A brief aside: The code replace_na(precinct_plot, replace = list(shootings = 0)) just fills in zeroes for precincts that didn’t have any shootings. Since we don’t have any data for those precincts, we just need to specify a value. I’m doing this for you - so no worries!

8.2 Creating a Graduated Color Map

Graduated color maps are very useful tools for visualizing numeric data within defined spatial regions. A graduated color map is a type of map where a range of colors indicate some kind of numeric progression (i.e. from low to high). In this case, we are interested in visualizing shootings.

8.2.1 Colorbrewer

A great example and tool we will be using is the colorbrewer website. Here, we can visualize what our graduated color map will look like ahead of time. What we will want to do is select a pattern for our map, and then choose a matching color scheme. We have two options:

  1. A sequential color scheme that goes from low to high
  2. A diverging color scheme that goes from low to medium to high.

The biggest difference is that a diverging color scheme has a midpoint that divides the low and high values more cleanly. Let’s try both and see what we get.

On the colorbewer page click the ‘sequential’ button, then click the yellow-red palette on the bottom-right of the window. It should look something like this:

Colorbrewer palette selector

Figure 8.2: Colorbrewer palette selector

Now, in R, we are going to add the line of code to our ggplot which reads:

scale_fill_distiller()

We have to fill in what type we want. type = "seq" will create a sequential plot, while type = "div" will create a diverging plot. We then have to choose a palette from the website to add in. So if I want a yellow-orange-red sequential palette, I will copy ‘YrOrRd’ from the palette on the website (see above).

8.2.2 Sequential

Let’s start by doing a sequential plot. So we will use the function scale_fill_distiller that we discussed above. Here, I’m using the color scheme ‘YlOrRd’ for a yellow-orange-red palette.

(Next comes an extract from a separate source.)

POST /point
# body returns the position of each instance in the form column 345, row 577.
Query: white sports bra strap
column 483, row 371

# Create a sequential plot
ggplot() +
  geom_sf(data = precinct_plot, aes(fill = shootings)) +
  scale_fill_distiller(type = "seq", palette = "YlOrRd")

8.2.3 Diverging

We can also create a diverging plot in the same way as above, except we swap out the two arguments for type = "div", and palette = "RdYlGn". Be sure to click on the button for diverging schemes on the colorbrewer webpage.

# Create a diverging plot
ggplot() +
  geom_sf(data = precinct_plot, aes(fill = shootings)) +
  scale_fill_distiller(type = "div", palette = "RdYlGn")

8.2.4 Final Plot

Let’s end by adding a title and removing the background so our plot looks cleaner. I’m going to use a diverging plot because I think it visualizes the patterns better.

# Create a diverging plot
ggplot() +
  geom_sf(data = precinct_plot, aes(fill = shootings)) +
  scale_fill_distiller(type = "div", palette = "RdYlGn") +
  labs(title = "2017 Shootings, by Police Precinct") +
  theme_void()


8.3 Lab 6 Assignment

This lab assignment is worth 10 points. Follow the instructions below.

Using the provided shapefiles nyc_shooting.shp, and nypd_precinct.shp perform the following analyses:

  1. Create a point map using both shapefiles. In your point map, do the following:

    • Change the color and shape of the points
    • Change the fill color of the precincts
  2. Follow the instructions from lab to spatially join shootings to precincts.

  3. Create a graduated color map using either:

    • A sequential color scheme
    • A diverging color scheme

For step 3, be sure to add a descriptive title to your plot. In addition, you may not use the same palettes shown in the example (pick your own from the colorbrewer webpage!)

In a few sentences write why you chose either a sequential or diverging color scheme and how you think it best visualizes the crime points. Finally, write whether you think this analysis would suit either a tactical or strategic crime analysis and why.